0 Replies Latest reply: Jun 25, 2013 8:18 PM by RyanGardner RSS

    Failing nodes over results in a 2 minute gap where "nothing" is done

    RyanGardner

      We're on 3.7.1.9 and I'm testing a reconfiguration of our storage nodes on new hardware with adjusted heap sizing etc.

       

      Our primary use of coherence is as a distributed cache with clients having near caches. We don't use it as a data grid and therefore have no indexes - just a couple of hundred of caches with an aggregate of around a hundred or two hundred million cache entires.

       

      I have a test with about 10 client nodes hitting the set of storage nodes. The client nodes have about 100 threads each making cache requests every 150 to 250ms to simulate about 3k gets per second and 1.5 k puts per second (this is just a baseline test, I've also run other tests at much higher levels of traffic)

       

      When one of the storage nodes is shut down the other storage nodes will have a long pause in the logs before they actually start doing anything again. I am tracking metrics on our cache too and I can see a very noticable drop - it is as if any put or get requests that are made right before that cache node was stopped just hang as well as the requests that go to the other nodes.

       

      This lasts about 2 to 3 minutes. During this time I have monitored both CPU and network activity - there is very little network traffic and very little CPU usage - so it's not as if there is some IO or CPU bottleneck to this pause time.

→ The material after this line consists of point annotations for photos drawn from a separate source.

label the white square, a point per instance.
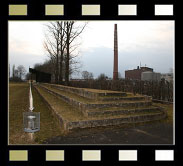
(127, 155)
(164, 155)
(162, 10)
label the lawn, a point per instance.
(19, 103)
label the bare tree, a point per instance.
(61, 47)
(52, 44)
(13, 71)
(72, 31)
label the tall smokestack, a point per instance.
(115, 69)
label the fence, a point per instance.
(162, 90)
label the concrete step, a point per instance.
(131, 98)
(116, 120)
(83, 103)
(120, 111)
(70, 117)
(86, 92)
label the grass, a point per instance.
(18, 103)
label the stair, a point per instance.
(74, 110)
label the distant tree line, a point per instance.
(162, 90)
(18, 73)
(61, 46)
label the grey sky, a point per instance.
(148, 42)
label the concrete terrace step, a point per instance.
(132, 98)
(83, 103)
(86, 92)
(120, 111)
(70, 117)
(115, 120)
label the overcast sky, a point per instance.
(150, 43)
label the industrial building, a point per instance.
(135, 74)
(167, 76)
(150, 76)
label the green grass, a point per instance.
(18, 103)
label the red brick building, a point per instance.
(135, 74)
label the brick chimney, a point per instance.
(115, 69)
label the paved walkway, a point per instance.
(150, 133)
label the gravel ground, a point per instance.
(149, 133)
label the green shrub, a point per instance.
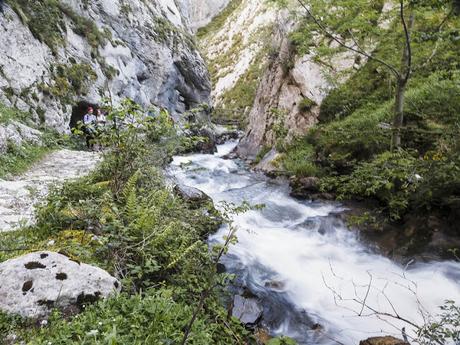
(299, 159)
(153, 318)
(341, 144)
(390, 178)
(18, 159)
(306, 104)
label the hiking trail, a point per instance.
(20, 194)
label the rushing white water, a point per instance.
(308, 268)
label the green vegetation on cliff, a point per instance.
(350, 148)
(125, 219)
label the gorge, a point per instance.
(286, 137)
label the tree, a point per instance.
(358, 26)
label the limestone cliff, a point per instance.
(259, 80)
(56, 54)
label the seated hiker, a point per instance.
(100, 118)
(89, 123)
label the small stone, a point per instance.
(33, 284)
(383, 341)
(247, 310)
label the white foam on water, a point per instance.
(326, 274)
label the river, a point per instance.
(316, 281)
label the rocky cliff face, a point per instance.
(258, 78)
(52, 57)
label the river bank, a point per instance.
(304, 265)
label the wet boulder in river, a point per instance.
(191, 195)
(33, 284)
(383, 341)
(247, 310)
(304, 186)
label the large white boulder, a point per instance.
(33, 284)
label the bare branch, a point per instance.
(408, 49)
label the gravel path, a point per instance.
(19, 195)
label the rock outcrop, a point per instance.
(82, 51)
(16, 133)
(383, 341)
(289, 95)
(191, 195)
(33, 284)
(19, 196)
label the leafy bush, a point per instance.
(341, 144)
(390, 178)
(306, 104)
(299, 159)
(153, 318)
(17, 159)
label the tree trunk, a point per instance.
(398, 119)
(404, 75)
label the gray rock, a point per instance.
(247, 310)
(304, 187)
(150, 53)
(191, 194)
(383, 341)
(16, 133)
(33, 284)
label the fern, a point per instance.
(184, 254)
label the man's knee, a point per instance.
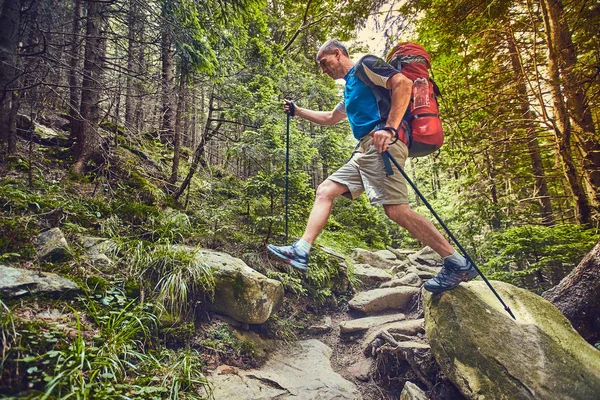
(397, 211)
(330, 190)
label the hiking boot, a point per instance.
(450, 277)
(291, 254)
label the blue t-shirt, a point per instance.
(360, 104)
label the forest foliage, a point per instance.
(173, 134)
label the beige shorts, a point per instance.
(365, 172)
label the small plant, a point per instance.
(178, 275)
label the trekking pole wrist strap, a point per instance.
(392, 130)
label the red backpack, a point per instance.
(423, 114)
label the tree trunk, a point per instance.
(89, 142)
(167, 77)
(540, 189)
(74, 89)
(199, 151)
(9, 31)
(562, 130)
(133, 20)
(576, 296)
(178, 134)
(559, 36)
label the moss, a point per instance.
(178, 335)
(97, 284)
(16, 238)
(132, 288)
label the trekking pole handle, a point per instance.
(291, 106)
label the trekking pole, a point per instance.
(287, 165)
(448, 232)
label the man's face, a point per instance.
(330, 64)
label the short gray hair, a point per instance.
(329, 47)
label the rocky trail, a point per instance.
(384, 320)
(394, 341)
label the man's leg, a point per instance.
(297, 254)
(420, 227)
(456, 268)
(327, 192)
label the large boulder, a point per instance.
(15, 282)
(376, 300)
(412, 392)
(488, 355)
(241, 292)
(99, 250)
(52, 246)
(300, 370)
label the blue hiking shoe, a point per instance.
(450, 277)
(291, 254)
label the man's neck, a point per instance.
(348, 66)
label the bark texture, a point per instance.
(576, 296)
(89, 142)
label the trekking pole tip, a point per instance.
(510, 312)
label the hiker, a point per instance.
(377, 128)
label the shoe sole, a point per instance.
(288, 260)
(471, 275)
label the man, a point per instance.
(377, 129)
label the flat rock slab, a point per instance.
(53, 246)
(386, 255)
(362, 324)
(299, 371)
(409, 327)
(362, 256)
(537, 356)
(410, 279)
(383, 299)
(15, 282)
(369, 275)
(241, 292)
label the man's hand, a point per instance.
(289, 107)
(382, 140)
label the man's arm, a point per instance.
(318, 117)
(401, 90)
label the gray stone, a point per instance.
(401, 267)
(370, 276)
(361, 256)
(362, 324)
(52, 246)
(421, 273)
(300, 371)
(97, 245)
(98, 250)
(426, 256)
(15, 282)
(386, 255)
(323, 327)
(397, 329)
(537, 356)
(410, 391)
(383, 299)
(362, 369)
(241, 292)
(410, 279)
(400, 253)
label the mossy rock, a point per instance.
(488, 355)
(241, 292)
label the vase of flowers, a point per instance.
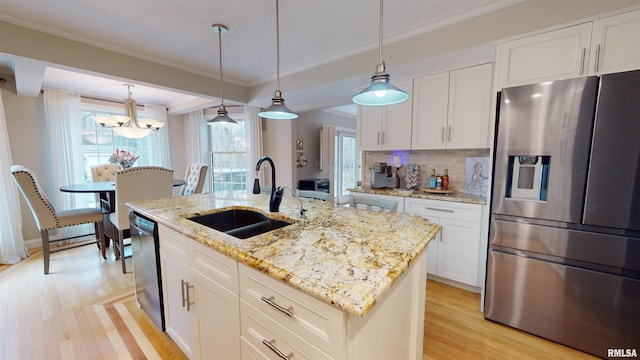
(125, 158)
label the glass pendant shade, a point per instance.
(380, 91)
(223, 117)
(278, 110)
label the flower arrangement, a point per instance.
(124, 158)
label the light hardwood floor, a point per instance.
(85, 309)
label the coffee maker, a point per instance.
(382, 176)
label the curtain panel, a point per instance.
(12, 247)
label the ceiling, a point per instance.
(178, 34)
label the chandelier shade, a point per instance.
(278, 110)
(380, 91)
(128, 125)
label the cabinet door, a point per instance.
(614, 46)
(396, 121)
(553, 55)
(459, 251)
(369, 136)
(430, 107)
(469, 108)
(178, 321)
(217, 321)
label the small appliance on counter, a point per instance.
(382, 176)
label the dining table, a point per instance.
(106, 191)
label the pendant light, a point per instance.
(278, 110)
(380, 91)
(223, 115)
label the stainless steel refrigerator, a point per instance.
(564, 234)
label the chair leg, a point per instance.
(123, 258)
(116, 246)
(45, 249)
(102, 242)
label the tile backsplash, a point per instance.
(453, 160)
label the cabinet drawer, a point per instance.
(217, 267)
(258, 328)
(173, 242)
(319, 323)
(444, 209)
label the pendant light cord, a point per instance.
(277, 47)
(220, 54)
(380, 34)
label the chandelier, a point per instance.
(129, 126)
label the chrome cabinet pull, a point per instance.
(189, 303)
(182, 287)
(272, 346)
(595, 66)
(441, 210)
(287, 311)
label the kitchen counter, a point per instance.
(455, 196)
(345, 257)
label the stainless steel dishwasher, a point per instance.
(145, 248)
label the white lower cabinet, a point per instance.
(202, 308)
(217, 308)
(455, 253)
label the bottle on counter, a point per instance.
(445, 180)
(433, 180)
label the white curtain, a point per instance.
(12, 248)
(63, 118)
(197, 143)
(255, 137)
(158, 142)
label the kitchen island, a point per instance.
(338, 284)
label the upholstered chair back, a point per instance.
(195, 177)
(105, 172)
(140, 183)
(43, 212)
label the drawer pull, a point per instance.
(286, 311)
(182, 287)
(271, 345)
(441, 210)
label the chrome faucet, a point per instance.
(276, 194)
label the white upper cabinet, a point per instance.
(386, 127)
(615, 44)
(553, 55)
(430, 108)
(469, 107)
(451, 110)
(603, 46)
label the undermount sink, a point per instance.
(239, 223)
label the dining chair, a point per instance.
(194, 177)
(46, 216)
(136, 184)
(369, 203)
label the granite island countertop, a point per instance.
(345, 257)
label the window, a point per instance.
(229, 154)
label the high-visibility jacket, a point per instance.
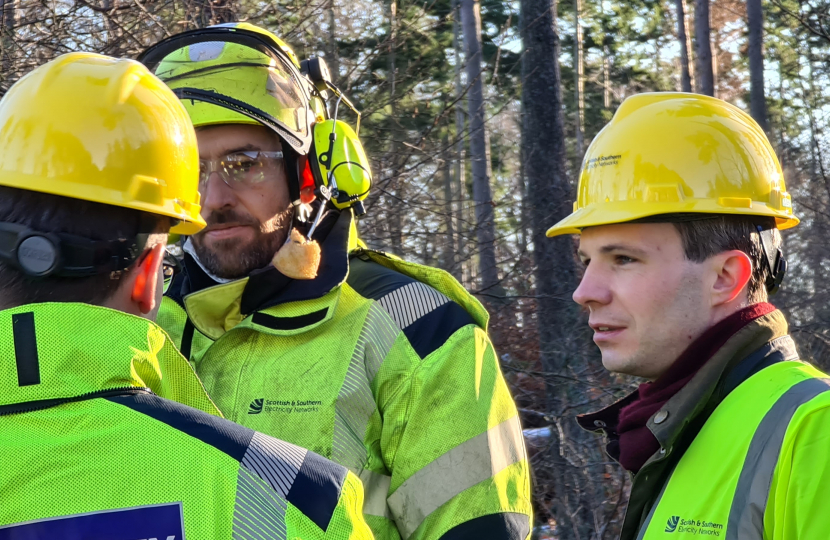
(382, 366)
(756, 464)
(91, 450)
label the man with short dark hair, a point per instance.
(106, 433)
(300, 331)
(679, 205)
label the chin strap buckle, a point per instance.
(776, 263)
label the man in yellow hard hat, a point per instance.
(679, 207)
(381, 365)
(98, 161)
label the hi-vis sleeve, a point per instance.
(453, 443)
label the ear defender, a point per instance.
(340, 165)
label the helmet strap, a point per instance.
(774, 257)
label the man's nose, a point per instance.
(593, 289)
(217, 194)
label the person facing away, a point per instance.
(106, 433)
(381, 365)
(679, 207)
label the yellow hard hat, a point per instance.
(670, 152)
(237, 73)
(91, 127)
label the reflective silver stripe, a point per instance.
(376, 489)
(411, 302)
(746, 515)
(259, 513)
(355, 402)
(277, 462)
(461, 468)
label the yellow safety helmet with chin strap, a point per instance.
(90, 127)
(670, 153)
(238, 73)
(674, 153)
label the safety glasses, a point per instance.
(240, 170)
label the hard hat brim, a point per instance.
(618, 212)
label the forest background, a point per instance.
(476, 116)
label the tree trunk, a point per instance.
(448, 259)
(683, 37)
(394, 207)
(703, 48)
(579, 82)
(757, 99)
(543, 153)
(606, 63)
(333, 55)
(459, 173)
(480, 151)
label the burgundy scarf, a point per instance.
(637, 443)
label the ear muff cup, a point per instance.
(345, 157)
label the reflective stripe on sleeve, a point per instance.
(355, 402)
(259, 512)
(375, 489)
(461, 468)
(746, 515)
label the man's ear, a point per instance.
(734, 270)
(147, 279)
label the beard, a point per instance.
(233, 259)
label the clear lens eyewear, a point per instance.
(240, 169)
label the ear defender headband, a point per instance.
(336, 163)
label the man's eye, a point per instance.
(239, 165)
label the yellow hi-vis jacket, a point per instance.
(91, 450)
(380, 365)
(756, 464)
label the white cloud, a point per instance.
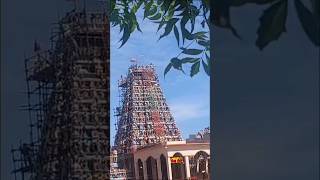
(186, 109)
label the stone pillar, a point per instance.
(145, 172)
(169, 169)
(136, 167)
(159, 168)
(187, 166)
(207, 166)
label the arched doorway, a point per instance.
(164, 171)
(152, 172)
(201, 160)
(178, 167)
(140, 169)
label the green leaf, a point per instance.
(272, 23)
(195, 68)
(309, 22)
(167, 69)
(152, 11)
(191, 51)
(204, 43)
(243, 2)
(161, 23)
(221, 15)
(206, 67)
(176, 33)
(155, 17)
(189, 60)
(147, 9)
(176, 63)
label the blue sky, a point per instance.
(188, 98)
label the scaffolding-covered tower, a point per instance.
(143, 117)
(68, 103)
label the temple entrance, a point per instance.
(140, 169)
(152, 172)
(201, 165)
(164, 167)
(178, 167)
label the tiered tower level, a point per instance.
(144, 117)
(68, 87)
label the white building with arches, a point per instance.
(173, 160)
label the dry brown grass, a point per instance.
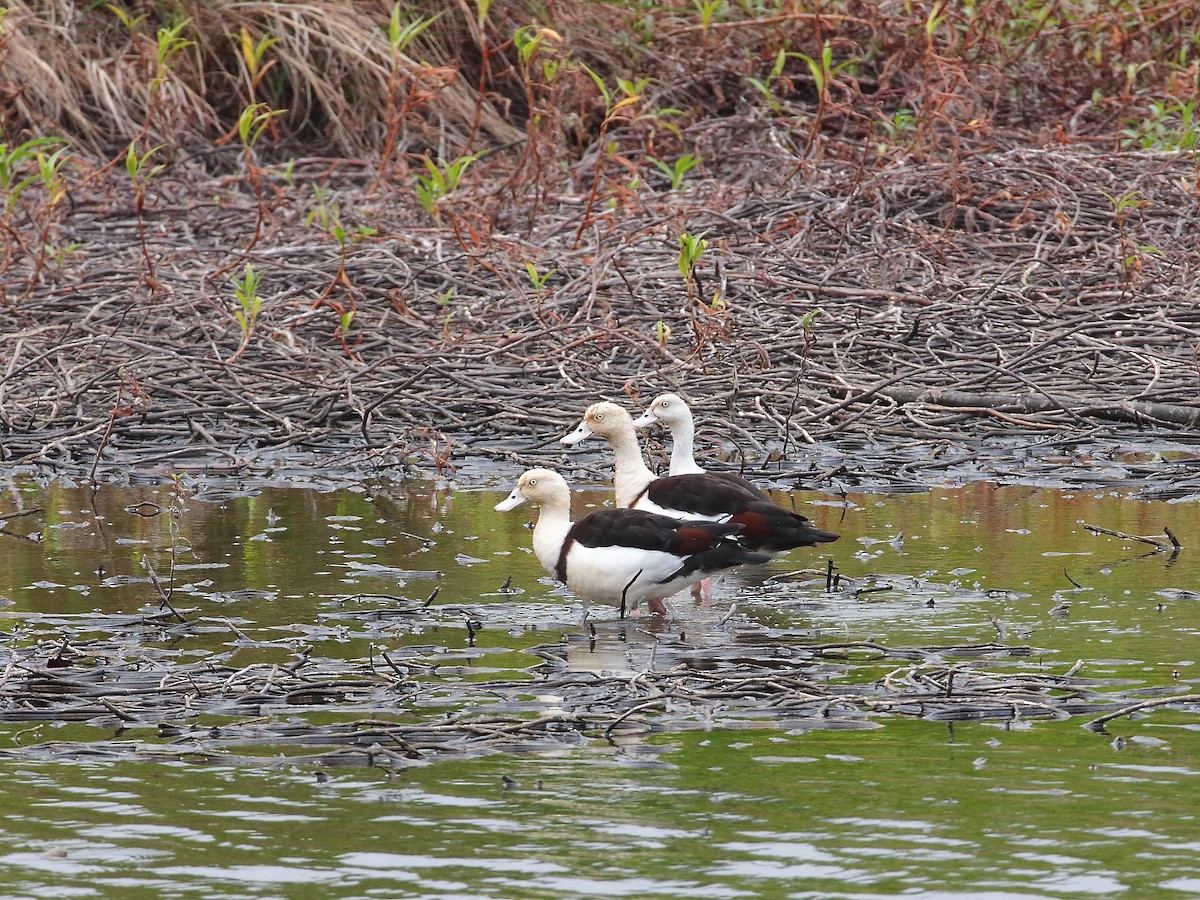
(1068, 67)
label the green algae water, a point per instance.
(897, 805)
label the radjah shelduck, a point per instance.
(766, 526)
(670, 409)
(623, 557)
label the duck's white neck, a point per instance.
(631, 474)
(683, 453)
(550, 532)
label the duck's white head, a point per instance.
(667, 408)
(539, 486)
(603, 419)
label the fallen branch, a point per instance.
(1097, 724)
(1156, 543)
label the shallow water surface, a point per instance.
(725, 802)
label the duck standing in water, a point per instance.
(766, 526)
(623, 556)
(673, 412)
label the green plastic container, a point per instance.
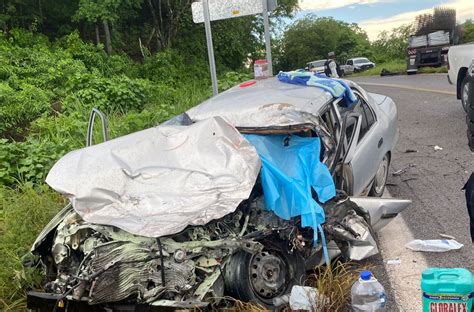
(447, 290)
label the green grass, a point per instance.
(23, 214)
(398, 66)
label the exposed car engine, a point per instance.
(251, 254)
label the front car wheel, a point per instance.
(261, 277)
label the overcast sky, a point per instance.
(375, 16)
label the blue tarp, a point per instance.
(290, 169)
(337, 88)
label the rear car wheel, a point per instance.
(470, 111)
(380, 180)
(261, 277)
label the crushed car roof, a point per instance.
(266, 103)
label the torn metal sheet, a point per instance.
(265, 104)
(158, 181)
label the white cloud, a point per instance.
(373, 27)
(319, 5)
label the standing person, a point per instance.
(331, 68)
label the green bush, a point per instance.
(20, 107)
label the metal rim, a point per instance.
(465, 94)
(268, 275)
(381, 176)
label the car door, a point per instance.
(350, 66)
(368, 151)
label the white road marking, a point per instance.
(406, 87)
(404, 278)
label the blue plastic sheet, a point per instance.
(290, 170)
(337, 88)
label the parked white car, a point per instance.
(459, 59)
(357, 64)
(175, 217)
(316, 66)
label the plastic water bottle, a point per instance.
(368, 294)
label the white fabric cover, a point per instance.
(158, 181)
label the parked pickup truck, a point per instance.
(459, 59)
(357, 64)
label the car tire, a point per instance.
(380, 180)
(245, 280)
(470, 97)
(465, 93)
(470, 140)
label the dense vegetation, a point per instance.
(139, 61)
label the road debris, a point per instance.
(434, 245)
(394, 262)
(402, 171)
(306, 298)
(446, 236)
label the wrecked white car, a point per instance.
(235, 197)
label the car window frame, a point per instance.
(362, 99)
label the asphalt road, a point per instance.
(429, 115)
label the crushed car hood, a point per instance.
(158, 181)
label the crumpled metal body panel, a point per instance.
(158, 181)
(267, 103)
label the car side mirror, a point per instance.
(352, 138)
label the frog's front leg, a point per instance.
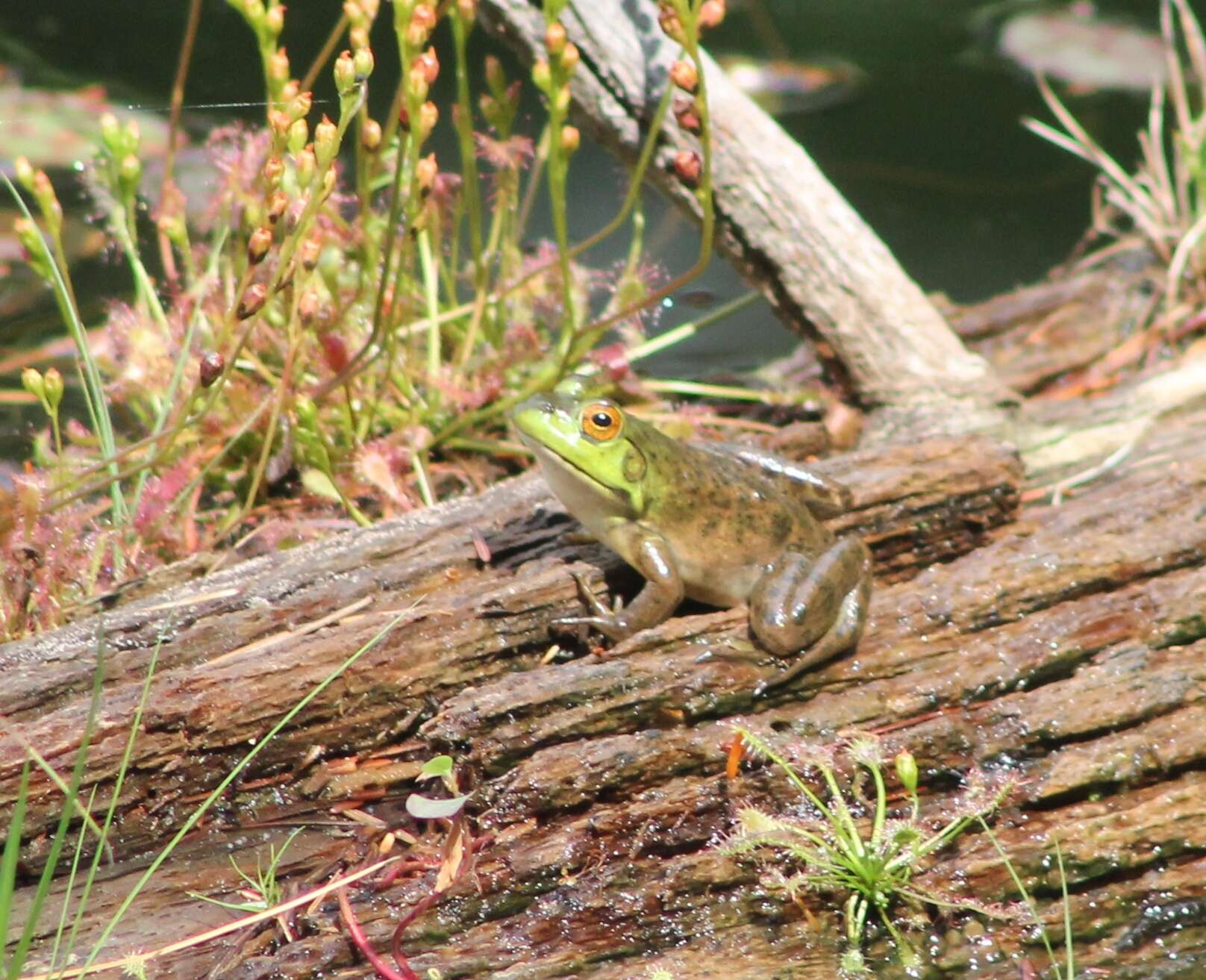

      Does anyone have any ideas on what settings I should look at tweaking to get rid of this "failover coffee break" that the other storage enabled nodes seem to go on when one of the nodes fails?

       

      a 3 minute window where the cache doesn't respond to requests could have major negative ripple effects through the rest of our applications.

       

      Does anyone else see these same kind of "failover coffee breaks" that I see? Are yours shorter or longer than mine?

       

      We are using 4096 partitions if that has anything to do with it - but considering that the nodes don't start to distribute vulnerable partitions to each other until after they come back from their coffe break it doesn't seem like the partition count should be super relevant.